Ibhetshu LikaZulu has already engaged human rights lawyers, Abammeli BamaLungelo Abantu Network, to force Mugabe to release the Dumbutshena Commission and Chihambakwe Committee reports, which have never been made public although they were presented to him.

 

The group said publicising the documents was necessary to achieve national healing and reconciliation.

Mnatshobana Ncube, a lawyer with Abammeli, last week confirmed being contracted by the pressure group to handle the case.

The Dumbutshena report contains the findings of a commission of inquiry into the disturbances at Entumbane and other demobilisation camps following clashes between Zipra and Zanla cadres in 1981.

The Chihambakwe report contains findings of the committee that investigated the Gukurahundi massacres, in which an estimated 20 000 people were massacred by the North Korean-trained Fifth Brigade in the early 1980s.

Both the Dumbutshena Commission and Chihambakwe Committee reported to Mugabe at the end of their deliberations but the reports were never made public.

The government argued that the publication of the report could spark violence over past wrongs.

Two human rights organisations, the Legal Resources Foundation and the Catholic Commission for Justice and Peace (CCJP) Zimbabwe however, produced a report entitled Breaking the Silence, Building True Peace in 1997, detailing human rights abuses during the Gukurahundi era. The report estimates that 20 000 people from Matabeleland and Midlands regions were killed during the time.

Percy Mcijo, the spokesperson of the Zimbabwe Victims of Organised Violence Trust (ZIVOVT) welcomed attempts to force government to release the two reports.

“There can never be any healing unless these issues are discussed and those that perpetrated the violence are exposed and brought to book. This is another way of putting an end to the culture of violence,” Mcijo noted.

This is not the first time that attempts have been made to have the two reports publicised.

In 2003, the Zimbabwe Lawyers for Human Rights and the Legal Resources Foundation challenged Mugabe to make public the findings of the two inquiries.

But in refusing to publish the findings, government cited state security as the reason for keeping them under lock and key.

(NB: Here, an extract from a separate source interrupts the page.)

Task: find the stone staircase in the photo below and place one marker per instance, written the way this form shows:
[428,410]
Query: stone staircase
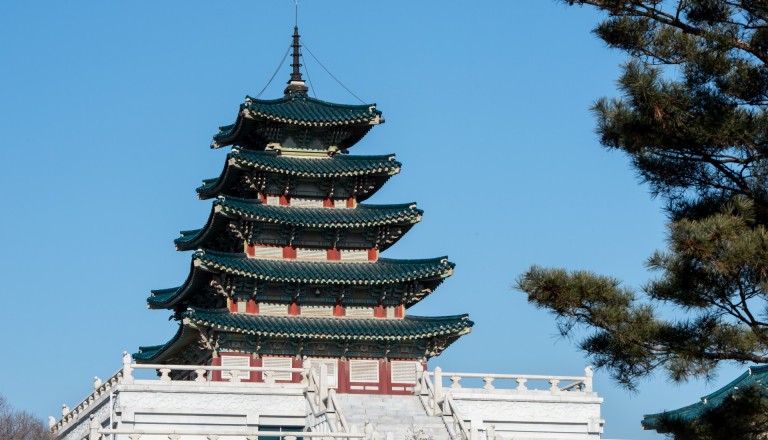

It also claimed that the Dumbutshena report could not be found.

 

‘Reports can’t be suppressed forever’

 

Ibhetshu LikaZulu coordinator Mbuso Fuzwayo said the reports could not be suppressed forever adding that pushing for their publication was in line with the group’s 2012 theme entitled “Towards Restorative Justice”.

“Victims want justice and to achieve it perpetrators should be identified and a Truth and Reconciliation Commission initiated since the Organ of National Healing has failed to achieve anything,” he said.

“Our theme for 2012 is entitled Towards Restorative Justice and top most on our agenda this year is to force Mugabe and his Zanu PF party to release the Dumbutshena and Chihambakwe reports.”